After redshirting his freshman season, Clark led the Phoenix to a 6-6 record as a starter last year. He went 155-for-277 passing and threw for 2,231 yards and 18 touchdowns. He was second on the team in rushing with 614 yards and 11 touchdowns on 189 carries and was named CAA co-offensive rookie of the year.
Clark hit the portal ranked as the No. 75 quarterback and the No. 975 prospect overall by 247Sports.com. He was the first quarterback to commit to Kiffin’s roster overhaul. He also received some first team action in the spring prior to Leavitt’s return to the field. Kiffin said he and Longstreet both showed improvement as they settled into the offense. Clark has three remaining seasons of eligibility.

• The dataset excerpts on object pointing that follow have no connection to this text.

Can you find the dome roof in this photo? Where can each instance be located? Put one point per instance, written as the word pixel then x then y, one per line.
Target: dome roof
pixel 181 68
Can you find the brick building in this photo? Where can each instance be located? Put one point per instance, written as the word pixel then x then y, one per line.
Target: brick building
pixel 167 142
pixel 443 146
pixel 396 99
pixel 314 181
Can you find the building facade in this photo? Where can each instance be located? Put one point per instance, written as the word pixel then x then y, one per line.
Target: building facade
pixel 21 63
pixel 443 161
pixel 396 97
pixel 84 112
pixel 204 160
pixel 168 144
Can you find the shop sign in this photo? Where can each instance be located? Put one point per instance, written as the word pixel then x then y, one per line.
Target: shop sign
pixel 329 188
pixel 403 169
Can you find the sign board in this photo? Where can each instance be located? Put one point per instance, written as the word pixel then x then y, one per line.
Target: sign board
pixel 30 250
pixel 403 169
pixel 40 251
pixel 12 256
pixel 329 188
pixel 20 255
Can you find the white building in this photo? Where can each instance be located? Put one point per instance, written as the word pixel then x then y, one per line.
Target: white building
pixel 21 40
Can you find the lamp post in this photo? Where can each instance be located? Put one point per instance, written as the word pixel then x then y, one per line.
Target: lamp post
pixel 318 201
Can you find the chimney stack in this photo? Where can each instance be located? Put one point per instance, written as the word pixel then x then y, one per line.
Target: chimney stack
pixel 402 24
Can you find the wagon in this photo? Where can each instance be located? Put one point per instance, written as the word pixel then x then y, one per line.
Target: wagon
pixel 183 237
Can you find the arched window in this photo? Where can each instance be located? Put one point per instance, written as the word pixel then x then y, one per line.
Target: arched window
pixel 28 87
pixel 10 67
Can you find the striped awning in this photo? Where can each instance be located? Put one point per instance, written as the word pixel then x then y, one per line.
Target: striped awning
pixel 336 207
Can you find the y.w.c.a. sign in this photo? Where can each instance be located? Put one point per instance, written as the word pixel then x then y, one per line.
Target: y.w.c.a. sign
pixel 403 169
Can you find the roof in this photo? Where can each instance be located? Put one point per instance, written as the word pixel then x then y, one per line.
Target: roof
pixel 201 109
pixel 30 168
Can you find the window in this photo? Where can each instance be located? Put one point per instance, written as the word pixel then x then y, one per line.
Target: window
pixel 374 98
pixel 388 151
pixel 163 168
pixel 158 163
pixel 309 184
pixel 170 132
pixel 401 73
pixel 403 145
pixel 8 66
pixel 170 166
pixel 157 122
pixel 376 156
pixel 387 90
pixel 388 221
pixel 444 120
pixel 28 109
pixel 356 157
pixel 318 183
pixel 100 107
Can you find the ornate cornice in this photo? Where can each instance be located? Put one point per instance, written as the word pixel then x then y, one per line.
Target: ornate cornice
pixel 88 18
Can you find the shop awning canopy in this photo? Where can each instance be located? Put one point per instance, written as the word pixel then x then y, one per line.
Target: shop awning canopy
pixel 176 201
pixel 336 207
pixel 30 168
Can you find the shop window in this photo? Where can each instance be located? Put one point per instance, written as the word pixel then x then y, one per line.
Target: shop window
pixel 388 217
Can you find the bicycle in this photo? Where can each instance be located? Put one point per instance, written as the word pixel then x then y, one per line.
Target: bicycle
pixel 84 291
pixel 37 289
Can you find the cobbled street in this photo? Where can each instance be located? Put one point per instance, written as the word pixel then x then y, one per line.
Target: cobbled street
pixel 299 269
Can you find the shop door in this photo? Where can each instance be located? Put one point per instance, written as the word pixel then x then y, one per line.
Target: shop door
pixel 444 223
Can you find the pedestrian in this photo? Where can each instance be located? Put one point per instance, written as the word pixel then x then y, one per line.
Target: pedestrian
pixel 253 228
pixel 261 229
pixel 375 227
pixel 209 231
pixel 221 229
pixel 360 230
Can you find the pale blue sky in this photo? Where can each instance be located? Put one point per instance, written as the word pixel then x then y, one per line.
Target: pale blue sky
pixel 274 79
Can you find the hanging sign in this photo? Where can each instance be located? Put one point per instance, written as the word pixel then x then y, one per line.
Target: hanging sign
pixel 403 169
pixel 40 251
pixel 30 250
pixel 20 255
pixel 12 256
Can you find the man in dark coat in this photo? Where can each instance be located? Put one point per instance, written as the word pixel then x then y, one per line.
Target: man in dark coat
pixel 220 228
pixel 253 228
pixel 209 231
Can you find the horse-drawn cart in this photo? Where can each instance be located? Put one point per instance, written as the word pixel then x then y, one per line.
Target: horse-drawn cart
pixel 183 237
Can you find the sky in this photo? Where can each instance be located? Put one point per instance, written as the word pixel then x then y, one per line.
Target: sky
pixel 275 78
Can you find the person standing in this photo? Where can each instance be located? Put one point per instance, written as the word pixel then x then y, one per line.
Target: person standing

He has not experienced the same level of competition as the other two heralded prospects in the quarterback room, but he has all the tools to be at least an interesting backup and perhaps more if Kiffin and Weis can inspire similar development in him as they did in Chambliss.
The Tigers’ quarterback room is built to win now and for years to come.
Leavitt has not been the model of consistency. He was the quarterback at Arizona State during a 24-20 loss last season to a Mississippi State team that finished 5-8. He was 10-for-22 passing for 82 yards with two interceptions and a touchdown. But his ceiling is as high as any passer in the country.
Longstreet’s and Clark’s potential remains to be seen as they adapt to the highest level of college football. But if QB guru Kiffin can keep them around beyond this year, he may already have his post-Leavitt starter in the building for 2027, should Leavitt enter the 2027 NFL Draft.
“Three guys that I think are really talented, different styles of players,” Kiffin said. “It says a lot about them to come to the same place. Nowadays, a lot of guys don’t want to do that. Others want to go to where, ‘Okay, I’m guaranteed I’m going to start.’ So, I think it says a lot about their competitiveness.”